Azure-kinect-sensor-sdk: [Remote] depth_engine_start_helper reports error 204 ... GPU API failure ... at start of streaming

Created on 1 Oct 2019 · 27Comments · Source: microsoft/Azure-Kinect-Sensor-SDK

I have a 2 synchronized Azure Kinects and a fully working test setup. When I attempt to integrate the Kinects (on the same hardware system where my test works) within a larger real-time application, the cameras consistently fail at the moment when k4a_device_start_cameras() is called. I get an error message on stdout as below:

[2019-10-01 11:49:11.734] [error] [t=4190] /home/vsts/work/1/s/extern/Azure-Kinect-Sensor-SDK/src/dewrapper/dewrapper.c (154): depth_engine_start_helper(). Depth engine create and initialize failed with error code: 204.

The wrapper layer that handles all calls to/from the k4a library routines is the same as the one I use in my test program .... and the test program works perfectly.
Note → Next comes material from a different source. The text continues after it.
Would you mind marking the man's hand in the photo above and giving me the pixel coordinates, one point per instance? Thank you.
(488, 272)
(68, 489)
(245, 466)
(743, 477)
It seems to me that this issue must be resource-related or possibly a bug.

My host system is an Intel Core-i7 with 16 Gbyte RAM running Ubuntu 18.04LTS
The SDK is version 1.2
Kinect device firmware is as below:
== Azure Kinect DK Firmware Tool ==
Device Serial Number: 000261592512
Current Firmware Versions:
RGB camera firmware: 1.6.102
Depth camera firmware: 1.6.75
Depth config file: 6109.7
Audio firmware: 1.6.14
Build Config: Production
Certificate Type: Microsoft

Device Serial Number: 000441592912
Current Firmware Versions:
RGB camera firmware: 1.6.102
Depth camera firmware: 1.6.75
Depth config file: 6109.7
Audio firmware: 1.6.14
Build Config: Production
Certificate Type: Microsoft

I don't know if this is useful, but I tried running the program "deversion" from the SDK and it produced the following report:
~/Azure-Kinect-Sensor-SDK/src$ ../build/bin/deversion
[2019-10-01 12:59:13.968] [error] [t=5362] ../src/dynlib/dynlib_linux.c (86): dynlib_create(). Failed to load shared object libdepthengine.so.0.0 with error: libdepthengine.so.0.0: cannot open shared object file: No such file or directory
[2019-10-01 12:59:13.968] [error] [t=5362] ../src/dynlib/dynlib_linux.c (86): dynlib_create(). Failed to load shared object libdepthengine.so.1.0 with error: libdepthengine.so.1.0: cannot open shared object file: No such file or directory
Found Depth Engine Pluging Version: 2.0.0 (current)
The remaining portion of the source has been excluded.